Dive Brief:
- Tuition discounts at private institutions reached historic highs during the 2016-17 academic year, pushing a retention strategy that slows tuition revenue growth and hurts colleges' bottom lines, according to an annual report by the National Association of College and University Business Officers and reported about in an article in Inside Higher Ed.
- According to the study, first-time full-time freshmen tuition discounts reached an all-time record of 48.2% in 2016-17, and likely increased to just under 50% for this academic year. For all undergraduate students, discount rates reached 44.8%, which is also a record high for the industry.
- Some experts say that the discounting strategy works well for individual students, but puts institutions at a disadvantage in trying to keep students from year to year with near static rates, particularly those who face affordability challenges. “If most aid is need-based and college students are needier, that percentage is just going to go up,’’ Kent John Chabotar, founding partner of MPK&D consultants and president emeritus of Guilford College, told Inside Higher Ed.
Dive Insight:
There are two schools of thought when it comes to big tuition discounts. On one side, there is a chance that discounting tuition in order to serve the needs of financially challenged students may actually harm them, because discounted high-sticker prices may dissuade students from applying to certain schools without examining full aid packages.

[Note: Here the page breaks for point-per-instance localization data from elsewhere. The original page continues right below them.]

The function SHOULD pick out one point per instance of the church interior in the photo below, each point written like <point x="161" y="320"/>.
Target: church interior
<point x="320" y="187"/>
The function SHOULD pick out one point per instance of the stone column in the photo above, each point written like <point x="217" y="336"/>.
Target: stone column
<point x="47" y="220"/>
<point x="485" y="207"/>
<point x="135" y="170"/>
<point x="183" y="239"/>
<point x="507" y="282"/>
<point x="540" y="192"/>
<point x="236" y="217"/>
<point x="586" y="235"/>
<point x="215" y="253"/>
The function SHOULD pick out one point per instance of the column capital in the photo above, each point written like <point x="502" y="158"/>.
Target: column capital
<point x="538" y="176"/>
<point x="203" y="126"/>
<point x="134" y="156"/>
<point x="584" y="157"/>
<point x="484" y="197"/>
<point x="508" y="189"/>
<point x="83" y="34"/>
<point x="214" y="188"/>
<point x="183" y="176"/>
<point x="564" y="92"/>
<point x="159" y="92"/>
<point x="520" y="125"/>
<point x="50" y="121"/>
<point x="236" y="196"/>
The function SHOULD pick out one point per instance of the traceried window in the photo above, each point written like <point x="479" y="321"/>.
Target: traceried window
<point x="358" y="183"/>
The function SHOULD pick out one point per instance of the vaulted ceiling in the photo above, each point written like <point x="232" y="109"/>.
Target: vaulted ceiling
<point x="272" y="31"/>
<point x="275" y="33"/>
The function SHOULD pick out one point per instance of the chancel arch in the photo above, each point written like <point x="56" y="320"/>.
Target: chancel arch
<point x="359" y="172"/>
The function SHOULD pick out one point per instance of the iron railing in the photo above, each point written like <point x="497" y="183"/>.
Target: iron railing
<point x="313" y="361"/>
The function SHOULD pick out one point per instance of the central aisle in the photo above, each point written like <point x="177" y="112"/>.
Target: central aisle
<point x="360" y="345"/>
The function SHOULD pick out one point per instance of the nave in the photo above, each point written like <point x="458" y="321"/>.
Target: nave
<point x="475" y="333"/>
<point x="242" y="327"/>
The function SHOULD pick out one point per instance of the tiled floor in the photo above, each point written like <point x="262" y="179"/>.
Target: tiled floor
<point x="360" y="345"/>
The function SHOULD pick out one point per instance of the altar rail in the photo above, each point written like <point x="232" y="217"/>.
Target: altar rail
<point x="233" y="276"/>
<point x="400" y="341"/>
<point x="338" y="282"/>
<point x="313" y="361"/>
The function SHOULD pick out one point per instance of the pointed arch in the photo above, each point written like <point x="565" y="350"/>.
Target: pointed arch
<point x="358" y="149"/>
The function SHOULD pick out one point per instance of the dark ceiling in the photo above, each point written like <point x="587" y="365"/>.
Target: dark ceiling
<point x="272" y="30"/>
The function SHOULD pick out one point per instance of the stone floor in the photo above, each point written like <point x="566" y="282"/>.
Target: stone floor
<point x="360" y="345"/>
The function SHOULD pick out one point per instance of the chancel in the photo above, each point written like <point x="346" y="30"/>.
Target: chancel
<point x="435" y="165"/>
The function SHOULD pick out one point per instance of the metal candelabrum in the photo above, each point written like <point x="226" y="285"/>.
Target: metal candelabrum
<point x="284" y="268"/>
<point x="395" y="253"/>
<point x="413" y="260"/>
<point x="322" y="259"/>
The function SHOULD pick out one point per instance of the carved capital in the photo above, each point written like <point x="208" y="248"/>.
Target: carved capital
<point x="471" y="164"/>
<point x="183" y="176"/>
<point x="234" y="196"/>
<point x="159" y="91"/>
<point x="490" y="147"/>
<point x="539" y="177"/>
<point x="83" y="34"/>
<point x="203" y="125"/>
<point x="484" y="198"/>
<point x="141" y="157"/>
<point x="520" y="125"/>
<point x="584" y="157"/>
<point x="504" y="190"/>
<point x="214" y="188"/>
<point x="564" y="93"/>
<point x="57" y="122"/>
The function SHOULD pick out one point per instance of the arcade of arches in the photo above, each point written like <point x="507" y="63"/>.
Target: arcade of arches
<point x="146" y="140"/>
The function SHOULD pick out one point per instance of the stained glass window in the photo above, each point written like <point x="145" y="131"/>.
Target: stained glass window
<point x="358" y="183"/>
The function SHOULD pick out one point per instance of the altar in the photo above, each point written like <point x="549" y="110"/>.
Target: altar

But there can be outliers, real or imagined, in how discounting can help build enrollment. At Champlain College, for example, officials plan to reduce tuition costs for adults in online learning programs, hoping that an increase in enrollment will offset potential net revenue losses.
But the potential pitfalls are something that the Association of Governing Boards warns against. "Neither shutting out students with financial need nor encouraging them to accrue unmanageable levels of debt is a viable long-term strategy," according to a governance brief on the organization's website. "Boards that understand the issues can shape policies to ensure that their college will not follow a path leading to financial instability for either its students or the institution."